ヒュドラー
あっという間に月日が経ち、エトワール姫は18才になりました。
今日はエトワール姫の結婚相手を決めるためお城の門が開かれ、候補者は玉座の間へ通されました。腕っ節自慢の戦士や、怪力の大男など皆『流れ星の剣』を台座から引き抜くため、必死に挑みました。
どれだけ力を込めても抜けなかった99人目の候補者は下を向き肩を震わせたかと思うと、いきなり叫び始めました。
「ベハハハハ! 我が名はヒュドラー! 俺を選ばなかった罰だ!! お前ら全員喰ってやる!!」
男はみるみるうちに姿を変え鯨よりも巨大な赤黒い大蛇になりました。その禍々しい姿に人々は慄きました。
「待ちなさい!! そんなことは私が許しません!」
「おお! 腰まで伸びたシルクのように艶やかな銀髪、金色に輝くアンバーの瞳! お前がエトワール姫だな。評判通り見目麗しい! 私の妻に相応しい姫だ」
「誰があなたの妻になるものですか!」
「お前が拒否してもこれはもう決定だ! 見てろ。今からここにいる全員飲み込んでやる!!」
怪物ヒュドラーはみるみるうちに人々を飲み込んでいきました。その中には王様と王妃様もいました。
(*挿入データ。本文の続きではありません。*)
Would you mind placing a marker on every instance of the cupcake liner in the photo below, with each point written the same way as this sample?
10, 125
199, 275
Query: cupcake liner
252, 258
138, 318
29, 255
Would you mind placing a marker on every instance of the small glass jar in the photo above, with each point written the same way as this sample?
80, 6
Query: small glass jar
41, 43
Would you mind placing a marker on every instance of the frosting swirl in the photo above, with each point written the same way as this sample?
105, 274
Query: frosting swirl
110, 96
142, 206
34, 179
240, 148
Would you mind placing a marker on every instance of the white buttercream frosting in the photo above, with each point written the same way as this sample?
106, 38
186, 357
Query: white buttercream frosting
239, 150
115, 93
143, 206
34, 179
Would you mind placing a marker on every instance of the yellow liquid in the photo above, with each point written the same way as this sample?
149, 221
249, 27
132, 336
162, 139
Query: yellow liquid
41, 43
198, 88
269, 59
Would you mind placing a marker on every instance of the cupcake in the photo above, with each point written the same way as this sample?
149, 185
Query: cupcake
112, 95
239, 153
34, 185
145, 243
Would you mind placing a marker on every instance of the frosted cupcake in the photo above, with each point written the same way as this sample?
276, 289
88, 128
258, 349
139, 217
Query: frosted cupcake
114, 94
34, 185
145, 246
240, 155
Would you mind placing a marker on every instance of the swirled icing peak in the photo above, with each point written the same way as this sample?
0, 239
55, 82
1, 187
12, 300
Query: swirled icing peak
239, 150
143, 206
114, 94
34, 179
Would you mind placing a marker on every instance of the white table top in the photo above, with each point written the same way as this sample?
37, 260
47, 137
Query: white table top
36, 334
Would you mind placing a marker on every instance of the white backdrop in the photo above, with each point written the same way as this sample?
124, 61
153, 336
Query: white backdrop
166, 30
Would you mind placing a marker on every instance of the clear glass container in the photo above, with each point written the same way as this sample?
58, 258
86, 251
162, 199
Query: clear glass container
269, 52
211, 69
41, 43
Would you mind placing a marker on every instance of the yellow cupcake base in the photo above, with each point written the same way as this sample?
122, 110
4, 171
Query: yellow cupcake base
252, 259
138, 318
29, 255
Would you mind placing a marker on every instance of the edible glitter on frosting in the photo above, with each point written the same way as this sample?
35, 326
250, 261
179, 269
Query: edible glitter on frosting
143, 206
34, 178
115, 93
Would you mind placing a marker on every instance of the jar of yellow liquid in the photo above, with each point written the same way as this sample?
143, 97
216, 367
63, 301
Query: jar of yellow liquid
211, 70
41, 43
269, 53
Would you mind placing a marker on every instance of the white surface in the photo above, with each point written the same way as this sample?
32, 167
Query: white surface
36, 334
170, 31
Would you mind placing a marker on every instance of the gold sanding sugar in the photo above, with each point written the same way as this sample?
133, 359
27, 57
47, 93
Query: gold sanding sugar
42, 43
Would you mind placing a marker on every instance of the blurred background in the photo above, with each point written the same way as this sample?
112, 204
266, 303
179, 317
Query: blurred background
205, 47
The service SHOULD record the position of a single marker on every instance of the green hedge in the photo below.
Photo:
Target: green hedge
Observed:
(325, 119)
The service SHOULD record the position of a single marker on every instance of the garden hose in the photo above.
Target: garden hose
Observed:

「どうだわかったか! お前が俺の妻になるというなら、城の外の国民の命だけは助けてやろう」
悲嘆するエトワール姫はコクンと一回頷くしかありませんでした。
「ベハハ! いいだろう! 国民よ! これからは死ぬまで俺のためだけに働け!! ベハハハハ!」
シュテルン王国は赤黒い暗闇に覆われました。
ルララ。どうか——
人々は昼も夜も関係なく働かされながら、流れ星が光るたび、エトワール姫の無事を祈りました。
ルララ。どうか——
エトワール姫もまた、流れ星が光るたび、お城の隅にある檻の中から人々の無事を祈りました。
互いの無事を祈る姿に心打たれた天は、皆の幸せを祈り涙をひとつこぼしました。
天の涙は、流れ星となって夜空を駆け、エトワール姫のもとに届きました。
天の優しさに感謝したエトワール姫は流れ星を抱きしめました。
すると、流れ星の青白い光が一層強くなり、パチパチと燃え盛る音とともに表層が割れ、中から青白い炎を纏った勇ましい犬が現れました。
「シリウス! 大きくなっているけれど、銀色の毛にその青い瞳、あなたシリウスね!」
「そうだよ! エトワール姫! あのとき力のコントロールができなくて弱ってた僕を助けてくれてありがとう! 時間がないんだ! 僕の背に乗って! 今ならまだ間に合うかもしれない!」
エトワール姫がシリウスの体に触れると、姫は青白い炎に包まれました。姫の体についた傷が青白く光り、瞬く間に治りました。
「ありがとうシリウス! あなたのおかげで元気が出たわ!」
「エトワール姫の力になれてうれしいよ! さあ、いこう! しっかりつかまって!」
シリウスは怪物ヒュドラーがいる玉座の間へ闇夜を切り裂くように駆け出しました。